US President Joe Biden’s executive order to ensure the responsible development of digital assets has been widely praised for recognizing the place of cryptocurrencies and blockchain technology in the world and for leading the United States on a path toward more inclusive regulation of the sector. The order, or EO, ​​sets out a research agenda that includes consumer protection, financial stability, crime and homeland security, US subsidiary banking leadership, and responsible development.

With a series of reports required to deliver over several months and no concrete action taken, it is impossible to gauge the impact it will eventually have on the sector, or even predict how it will achieve its goals. However, this does not prevent us from drawing any conclusions from other things not found in the EO text.

Tangible effects
Senator Cynthia Loomis, a senior crypto spokeswoman, commented, “I believe his executive order overlooks the fact that the vast majority of digital asset users are law-abiding and trying to improve our financial system.”

Loomis’ comment refers to the Ethics Office’s focus on stopping crime, and there are three reports issued regarding this area. Much less attention was paid to market construction. Consumer protection has been put in the spotlight with a claim to the involvement of the Consumer Financial Protection Bureau. The Commodity Trading Commission appears to have been more prominent in EO than the Securities and Exchange Commission.

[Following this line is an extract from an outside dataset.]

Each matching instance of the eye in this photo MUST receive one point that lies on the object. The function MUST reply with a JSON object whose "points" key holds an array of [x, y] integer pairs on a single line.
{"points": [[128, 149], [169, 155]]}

Aaron Cutler, partner at Hogan Lovells and former senior advisor to Majority Leader Eric Kantor, did not care about the relative amount of ink that goes to the various regulators. Cutler told Cointelegraph:

“The order publicizes potential regulations by acknowledging that many agencies have a role to play here, possibly to the annoyance of [SEC] Chairman Gensler.”
He added that Gensler “really has a lot to worry about.”

There is a need for regulation. An editorial in Traders Magazine said that the EO “was an important step forward, but markets need to be significantly more developed so that financial institutions can invest more in the space.”

Futures Industry Association President and CEO Walt Luken similarly spoke at the organization’s annual conference shortly after the EO’s release, saying:

“Many of the major cryptocurrency exchanges have acquired regulated futures exchanges and have identified our markets and regulatory framework as being strategically important. […] We have a resilient and thriving industry thanks to the well-thought-out regulation.”
The closing also highlighted the CFTC’s peer-to-peer derivatives clearing model that its institution “wanted” to do.

Regulators vs. Lawmakers
The current legislative environment — the Senate deeply divided along partisan lines and the Democratic Party internally divided over its stance on cryptocurrency — is denting hopes for legislative regulation. Senator Loomis is expected to introduce a bipartisan bill that will provide regulatory clarity and consumer protection. Last summer, Representative Don Baer introduced the structure of the digital asset market and the Investor Protection Act that would do the same if passed by a commission. From the looks of it, the recalled EO agencies will end up with similar results.

A rare piece of bipartisan crypto legislation was a “correction” last year in that part of the Infrastructure and Jobs Investment Act that introduced reporting requirements for certain cryptocurrency transactions from 2026. This provision enhances compliance and provides clarity on requirements tax. EA can address existing tax legislation implementation issues from the Infrastructure Act, although EA agencies have not historically introduced tax legislation. Instead, presidents send tax proposals to Congress with a budget for tax legislation.

The Tax Guide is another hole in the crypto book. “We now have advice in the form of flyers and questions and answers on the IRS website while we await future court rulings and law sections to develop official tax advice,” Jesse Rodriguez, state commissioned accountant for Kaufman Rossen, said. “There is no timetable available for the expected formal guidance.”

Treasury at the IRS
The Department of the Treasury is one of the busiest agencies under the EO, leading five reports, including one on regulatory gaps, and supporting several of the eight other reports, including crypto research, from central banks. So there may be more comprehensive evidence from the Internal Revenue Service in preparation.